At just 7.64kg this titanium model from online retailers ProBikeKit was one of the lightest bikes in Cycling Plus'sBike Of The Year test. Everybody agreed that it was nicely ﬁnished too, with just a minimal touch of PBK branding on an otherwise naked titanium frame.
In spite of titanium’s reputation among road riders for offering comfort over performance, our testers felt that the PBK was more a machine for the competitive rider than the casual cyclist.
“Strictly for racing; very fast, very stiff out of the blocks, with an aggressive position and nippy handling,” said resident racer (and BikeRadar editor) Jeff Jones.
Other racers in the test team also appreciated the stiff, racy frame and excellent Ritchey fork. Specced with Fulcrum's Racing 3 wheels, the PBK was described by one tester as “a very raceable bike, one that induces pedal-mashing excitement”.
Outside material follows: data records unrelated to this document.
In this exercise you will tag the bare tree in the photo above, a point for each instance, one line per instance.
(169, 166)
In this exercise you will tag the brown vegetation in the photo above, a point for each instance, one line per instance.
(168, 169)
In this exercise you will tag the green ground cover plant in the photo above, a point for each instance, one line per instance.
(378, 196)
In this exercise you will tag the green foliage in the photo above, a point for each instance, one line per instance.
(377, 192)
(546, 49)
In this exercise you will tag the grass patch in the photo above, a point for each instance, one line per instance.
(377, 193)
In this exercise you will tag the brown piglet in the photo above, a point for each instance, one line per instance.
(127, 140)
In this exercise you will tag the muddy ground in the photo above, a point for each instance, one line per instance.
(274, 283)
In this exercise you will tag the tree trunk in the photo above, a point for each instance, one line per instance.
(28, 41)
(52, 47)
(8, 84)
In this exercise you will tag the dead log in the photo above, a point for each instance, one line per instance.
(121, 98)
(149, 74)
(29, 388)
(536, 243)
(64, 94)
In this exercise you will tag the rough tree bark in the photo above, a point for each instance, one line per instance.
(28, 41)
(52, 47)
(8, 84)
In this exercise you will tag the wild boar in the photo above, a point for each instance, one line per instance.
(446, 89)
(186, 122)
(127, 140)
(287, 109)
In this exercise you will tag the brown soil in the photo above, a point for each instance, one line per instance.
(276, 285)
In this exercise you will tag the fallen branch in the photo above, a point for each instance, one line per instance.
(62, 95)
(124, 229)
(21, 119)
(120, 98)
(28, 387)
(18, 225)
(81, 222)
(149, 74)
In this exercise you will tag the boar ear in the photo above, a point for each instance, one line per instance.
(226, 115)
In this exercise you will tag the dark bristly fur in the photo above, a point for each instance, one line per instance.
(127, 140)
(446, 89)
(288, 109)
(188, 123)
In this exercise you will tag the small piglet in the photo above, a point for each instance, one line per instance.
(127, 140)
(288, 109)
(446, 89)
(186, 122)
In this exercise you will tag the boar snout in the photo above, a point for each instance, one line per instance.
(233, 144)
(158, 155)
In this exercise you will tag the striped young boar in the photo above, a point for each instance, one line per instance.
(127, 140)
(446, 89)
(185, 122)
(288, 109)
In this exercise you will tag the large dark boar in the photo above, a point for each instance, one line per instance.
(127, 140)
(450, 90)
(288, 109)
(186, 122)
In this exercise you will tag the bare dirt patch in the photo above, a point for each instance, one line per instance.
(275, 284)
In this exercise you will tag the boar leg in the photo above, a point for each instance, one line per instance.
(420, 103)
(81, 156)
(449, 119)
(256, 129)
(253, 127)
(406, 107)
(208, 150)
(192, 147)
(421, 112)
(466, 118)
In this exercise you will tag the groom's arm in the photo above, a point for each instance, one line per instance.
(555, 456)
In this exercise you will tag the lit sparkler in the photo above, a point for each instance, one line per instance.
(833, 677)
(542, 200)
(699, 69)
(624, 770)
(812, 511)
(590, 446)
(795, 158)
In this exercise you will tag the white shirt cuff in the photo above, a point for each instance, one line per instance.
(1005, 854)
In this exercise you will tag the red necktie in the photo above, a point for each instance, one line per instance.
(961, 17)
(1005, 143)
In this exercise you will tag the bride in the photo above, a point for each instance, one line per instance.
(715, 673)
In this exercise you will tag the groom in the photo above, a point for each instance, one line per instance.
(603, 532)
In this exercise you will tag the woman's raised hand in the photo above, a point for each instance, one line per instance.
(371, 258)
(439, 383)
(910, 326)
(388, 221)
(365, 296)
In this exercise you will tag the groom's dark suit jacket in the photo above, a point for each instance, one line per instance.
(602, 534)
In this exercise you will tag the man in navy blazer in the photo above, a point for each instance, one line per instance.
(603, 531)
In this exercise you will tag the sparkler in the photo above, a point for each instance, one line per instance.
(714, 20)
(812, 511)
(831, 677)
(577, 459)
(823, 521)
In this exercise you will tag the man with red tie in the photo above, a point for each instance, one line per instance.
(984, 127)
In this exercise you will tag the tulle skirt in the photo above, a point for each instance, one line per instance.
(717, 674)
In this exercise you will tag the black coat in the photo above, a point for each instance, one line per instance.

Only workshop manager George Ramelkamp – generally a fan of all things titanium – was less than totally impressed by this bike, having issues with heel clearance on the rear triangle.
The 27.2mm seatpost helps to take the sting out of road buzz, but even this bike’s fans reckoned that the ride is on the ﬁrm side, Jeff suggesting that it wouldn’t look after you on a long ride.
Overall this is a good looking bike that shows titanium still has a place on a racing bike. The weight is comparable with carbon ﬁbre and the ride is just as fast, but titanium has the advantage of longevity too. Theoretically, and barring a catastrophic crash, a titanium frame should last you indeﬁnitely.
The PBK is available as a frameset with Ritchey WCS full-carbon fork, or as a frame only. The frameset costs £1,000 (or with present 10 percent discount £900), with the frame coming in at £785.99 (£707.39 with discount). Ours came with kit based around SRAM’s second string Force groupset.